Andrew explained that the number of silver Mylar balloons draped over the cacti seems to be directly correlated with the survey point's distance to Las Vegas. After holidays like Valentine's day and graduation, the desert is decorated with the matching balloons. Nine so far collected at this one site this year, about 100 miles from the city. The record was 22 in one day at a site a bit closer. I know that sea turtles meet a terrible death when they confuse a drifting Mylar balloon husk for a jellyfish. How ironic that even our desert tortoises can't escape these things, even if they don't eat them.


It was a great experience to walk through the wild Mojave for a morning and enjoy its diversity and peculiarity. Edward Abbey wrote in his Desert Solitaire:

"It seems to me that the strangeness and wonder of existence are emphasized here, in the desert, by the comparative sparsity of the flora and fauna: life not crowded upon life as in other places but scattered abroad in spareness and simplicity, with a generous gift of space for each herb and bush and tree, each stem of grass, so that the living organism stands out bold and brave and vivid against the lifeless sand and barren rock. The extreme clarity of the desert light is equaled by the extreme individuation of desert life forms. Love flowers best in openness and freedom."

Then onward to Moab.

Red Desert Baptism

The wind roared outside the tent and went through fits and frenzies for an hour. I envisioned my tent stakes being ripped out and thrown across the campsite by the maelstrom, but I could not check. I buried myself under a blanket with a shirt across my face. Your eyes filled with blowing sand if you tried to peek. So I waited until morning, and unearthed myself from a quarter-inch of red desert deposited over everything in my tent. This is not the first or second time I have heard of this happening here in Moab, Utah, so perhaps it is a rite of passage. The morning was crisp and beautiful.

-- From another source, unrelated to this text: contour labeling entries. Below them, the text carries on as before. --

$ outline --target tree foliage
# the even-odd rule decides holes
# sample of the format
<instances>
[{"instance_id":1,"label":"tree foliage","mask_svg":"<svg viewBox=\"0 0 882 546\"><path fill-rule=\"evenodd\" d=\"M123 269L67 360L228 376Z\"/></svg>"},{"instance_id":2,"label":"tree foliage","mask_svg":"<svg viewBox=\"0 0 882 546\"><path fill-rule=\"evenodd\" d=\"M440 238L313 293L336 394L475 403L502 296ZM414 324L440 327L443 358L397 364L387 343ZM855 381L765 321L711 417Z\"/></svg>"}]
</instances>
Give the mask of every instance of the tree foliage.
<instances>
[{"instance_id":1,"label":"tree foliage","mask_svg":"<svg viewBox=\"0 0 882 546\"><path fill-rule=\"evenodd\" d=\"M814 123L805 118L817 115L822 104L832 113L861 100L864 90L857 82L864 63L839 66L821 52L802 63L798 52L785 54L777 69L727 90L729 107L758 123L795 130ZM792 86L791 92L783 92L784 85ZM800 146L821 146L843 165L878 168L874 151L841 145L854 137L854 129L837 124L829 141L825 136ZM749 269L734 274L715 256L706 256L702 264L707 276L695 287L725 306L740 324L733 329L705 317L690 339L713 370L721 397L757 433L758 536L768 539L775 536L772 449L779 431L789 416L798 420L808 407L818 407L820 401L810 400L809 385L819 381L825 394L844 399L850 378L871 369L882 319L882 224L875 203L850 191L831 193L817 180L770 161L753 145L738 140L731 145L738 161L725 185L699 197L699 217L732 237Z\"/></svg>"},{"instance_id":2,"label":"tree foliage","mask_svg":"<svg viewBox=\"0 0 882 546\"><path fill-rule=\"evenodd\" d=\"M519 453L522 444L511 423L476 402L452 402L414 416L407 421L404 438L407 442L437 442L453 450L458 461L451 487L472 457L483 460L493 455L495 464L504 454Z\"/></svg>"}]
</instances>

We shook sand from our ears and hair and headed for a coffee shop. Some travel the U.S. from diner to diner. John Steinbeck does this in "Travels with Charley" and finds the American condition dissatisfying and homogenized. I think coffee shops make for a better social barometer. Every town has a coffee shop. The care that goes into individualizing that shop is indicative of the town's commitment to their own culture. In Moab, Wake & Bake was frequented by at least a few jacked-up, sandy Jeeps and some VW vans. Healthy border collies and shepard mixes sat outside waiting for some adventure. At Wild Iris in Prescott, AZ, folks sat on couches, whittling away at early morning emails, and talking about their friends in the city marathon beginning outside. The barista was warm and friendly for 6:30 am, and woke us up more cheerfully and naturally than the caffeine.  At the chain coffee shop,the only coffee shop, in Indio, California, a yappy terrier-thing barked at me from a golf cart parked in the handicap space. They didn't have ceramic mugs there, and refills cost 75 cents.

Mountain biking, hiking, eating, relaxing. Then the final stretch back to Jacksonia.

 "Oh give me a home where the buffalo roam"


Reinvigorated and ready for an oil change or two, i'll be heading headfirst into a busy spring and summer starting this week. I'll relax mid-October if I'm lucky. Until then, may the Greater Yellowstone Ecosystem bless us with many bears and wolves.